Lubricate Moving Parts

Ensuring the door’s rollers and any other moving parts are well lubricated will help reduce stress on the door’s openers and rollers, prolonging their useful lives. Apply a quality spray lubricant like white lithium grease on the door’s hinges and rollers at least two times a year. If any hinges or roller seem stuck, spray a penetrating solution such as WD-40 before wiping them clean and applying some grease.

Also, make sure you grease the bearings on torsion spring openers and the pulleys in extension spring openers. For rusty torsion springs, apply a bit of oil and wipe them down. If the door opener has a metal screw or chain, spray a bit of white lithium grease on it. Never use lubricants on belt drive openers.

Test the Door’s Balance

When a garage door isn’t properly balanced, its opener is forced to work harder, which means it won’t last that long. A garage door needs to be so well-balanced by its springs, that just a few pounds of force lift it up. To test this, pull the automatic opener’s release handle and manually lift the door to halfway open – it should remain in place without any help. If it does not, it is either the springs are old and worn, or the door is improperly balanced. Call a professional in and have them look at the springs.

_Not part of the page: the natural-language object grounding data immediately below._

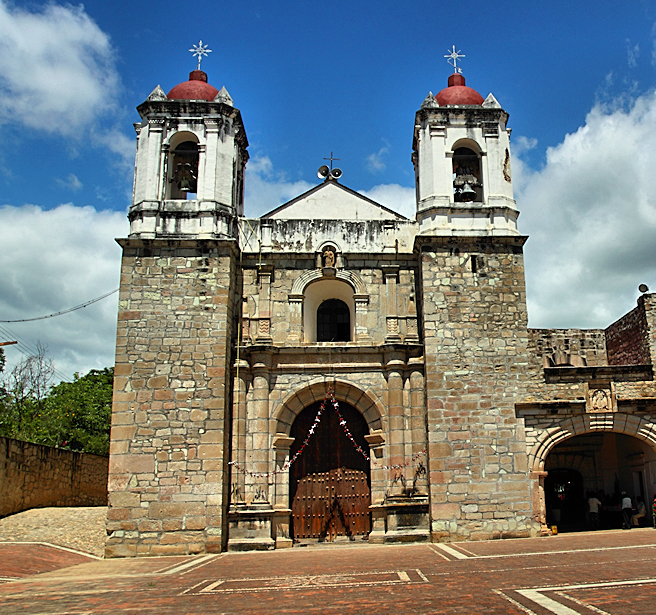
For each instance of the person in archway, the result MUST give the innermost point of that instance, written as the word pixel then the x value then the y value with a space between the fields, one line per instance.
pixel 627 511
pixel 593 507
pixel 640 513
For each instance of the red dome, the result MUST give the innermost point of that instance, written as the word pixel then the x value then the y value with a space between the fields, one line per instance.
pixel 457 93
pixel 196 88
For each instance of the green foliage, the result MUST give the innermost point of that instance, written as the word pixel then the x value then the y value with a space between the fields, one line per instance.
pixel 77 415
pixel 74 415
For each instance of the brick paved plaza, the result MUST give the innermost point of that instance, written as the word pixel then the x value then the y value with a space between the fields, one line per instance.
pixel 605 572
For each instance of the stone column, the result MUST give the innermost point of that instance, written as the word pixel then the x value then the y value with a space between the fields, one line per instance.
pixel 153 182
pixel 265 273
pixel 538 500
pixel 258 429
pixel 295 319
pixel 361 311
pixel 208 153
pixel 417 425
pixel 391 275
pixel 394 364
pixel 281 504
pixel 238 487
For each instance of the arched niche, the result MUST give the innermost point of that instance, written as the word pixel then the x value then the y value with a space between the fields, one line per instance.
pixel 183 166
pixel 467 171
pixel 319 292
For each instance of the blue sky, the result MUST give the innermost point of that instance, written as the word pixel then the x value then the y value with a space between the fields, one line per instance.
pixel 577 79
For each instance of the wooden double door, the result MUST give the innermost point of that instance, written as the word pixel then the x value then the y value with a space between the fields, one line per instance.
pixel 329 483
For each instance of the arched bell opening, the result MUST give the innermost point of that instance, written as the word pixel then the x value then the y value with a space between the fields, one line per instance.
pixel 467 184
pixel 330 482
pixel 333 321
pixel 183 166
pixel 599 465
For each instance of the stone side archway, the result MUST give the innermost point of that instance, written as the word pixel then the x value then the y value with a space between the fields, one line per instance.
pixel 638 427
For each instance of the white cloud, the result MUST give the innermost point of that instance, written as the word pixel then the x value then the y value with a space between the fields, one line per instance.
pixel 70 183
pixel 53 260
pixel 590 213
pixel 265 190
pixel 375 162
pixel 57 69
pixel 399 198
pixel 633 53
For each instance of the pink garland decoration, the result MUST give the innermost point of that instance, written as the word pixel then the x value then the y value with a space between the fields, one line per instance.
pixel 317 419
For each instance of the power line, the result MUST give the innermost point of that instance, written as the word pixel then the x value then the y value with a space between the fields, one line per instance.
pixel 28 349
pixel 77 307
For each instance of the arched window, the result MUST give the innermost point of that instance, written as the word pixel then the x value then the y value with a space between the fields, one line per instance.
pixel 183 170
pixel 467 184
pixel 333 321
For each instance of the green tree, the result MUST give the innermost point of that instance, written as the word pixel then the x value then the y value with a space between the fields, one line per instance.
pixel 77 415
pixel 24 391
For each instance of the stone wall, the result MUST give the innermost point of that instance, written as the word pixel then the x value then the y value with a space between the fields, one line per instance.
pixel 476 364
pixel 627 339
pixel 170 417
pixel 35 476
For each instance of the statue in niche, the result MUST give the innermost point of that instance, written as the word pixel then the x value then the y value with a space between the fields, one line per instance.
pixel 329 257
pixel 599 400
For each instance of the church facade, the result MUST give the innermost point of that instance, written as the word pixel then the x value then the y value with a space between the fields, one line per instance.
pixel 336 371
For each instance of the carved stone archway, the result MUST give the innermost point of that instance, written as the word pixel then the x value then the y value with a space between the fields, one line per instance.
pixel 284 415
pixel 617 422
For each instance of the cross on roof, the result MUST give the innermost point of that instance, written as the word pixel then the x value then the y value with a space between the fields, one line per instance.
pixel 331 160
pixel 200 50
pixel 452 58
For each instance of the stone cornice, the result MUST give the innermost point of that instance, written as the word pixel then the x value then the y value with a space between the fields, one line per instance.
pixel 614 373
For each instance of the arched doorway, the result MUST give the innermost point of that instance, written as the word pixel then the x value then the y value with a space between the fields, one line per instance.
pixel 602 464
pixel 329 484
pixel 565 500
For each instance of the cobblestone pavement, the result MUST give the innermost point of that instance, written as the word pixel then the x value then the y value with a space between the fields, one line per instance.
pixel 610 572
pixel 79 528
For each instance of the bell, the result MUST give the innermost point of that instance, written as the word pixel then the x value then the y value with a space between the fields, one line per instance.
pixel 468 193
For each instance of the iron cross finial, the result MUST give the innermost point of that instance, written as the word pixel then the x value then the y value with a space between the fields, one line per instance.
pixel 199 51
pixel 331 160
pixel 453 57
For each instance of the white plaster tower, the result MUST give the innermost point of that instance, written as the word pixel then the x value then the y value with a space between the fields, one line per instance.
pixel 189 171
pixel 461 154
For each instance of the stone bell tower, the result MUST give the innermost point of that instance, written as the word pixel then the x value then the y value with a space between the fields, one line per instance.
pixel 191 154
pixel 178 299
pixel 474 316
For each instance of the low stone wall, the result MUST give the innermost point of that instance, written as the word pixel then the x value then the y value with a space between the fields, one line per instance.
pixel 627 339
pixel 35 476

Test the Door’s Auto-Reverse Feature

Every automatic garage door opener has an auto-reverse feature that’s designed to stop and reverse the door’s direction if it hits an object as the door closes or detects objects in the path of the door. The system is generally activated by a pair of photocells or pressure sensors located on either side of the garage door.

To test the pressure sensor, place a piece of 2 by four board flat on the floor in the door’s path. When it comes down and touches the board you’ve laid down, it should immediately reverse and go back up. To test the door’s photoelectric systems with sensors on each side, have the door close the pass a foot in the path of the door. If the sensors are working just fine, the door will reverse and go back up.

For instructions on how to adjust the door’s auto-reverse function, consult the garage door’s opener instructions manual. Door openers on older garage doors lack this basic feature that’s now considered mandatory in many areas and should be replaced.

Replace or Repair the Weatherstripping

Almost all garage doors have a rubber weatherstripping that runs along the door’s bottom and whose work is to keep out the cold, dirt, dust, and water. Don’t forget it at least twice a year to ensure it’s in great shape. Some weatherstrippings are fitted to the bottom of the garage door using a flange that slides into grooves located at the bottom of the door. For wooden doors, the stripping is generally nailed in place. The good thing is that it’s sold in large rolls or by the foot at big-box home improvement stores and hardware stores.

Some garage doors have weatherstripping along the sides; if yours does, don’t forget to check its condition. Reattach loose spots or replace the entire stripping if it’s damaged or worn out.

Clean the Door and Give It a New Coat of Paint

While checking other components, do not forget to inspect the door itself. If your door is made of steel, check for rust spots that need to be sanded down, primed, and painted over. Fiberglass garage doors can be washed in all-purpose cleaners. However, when it comes to wood garage doors, you need to pay close attention since they are susceptible to water damage and warping. Remove peeling and chipped paint before sanding and repainting the door. If your garage door is made of wood and doesn’t have any weatherstripping along its bottom, ensure the edge is painted or well-sealed before installing weatherstripping.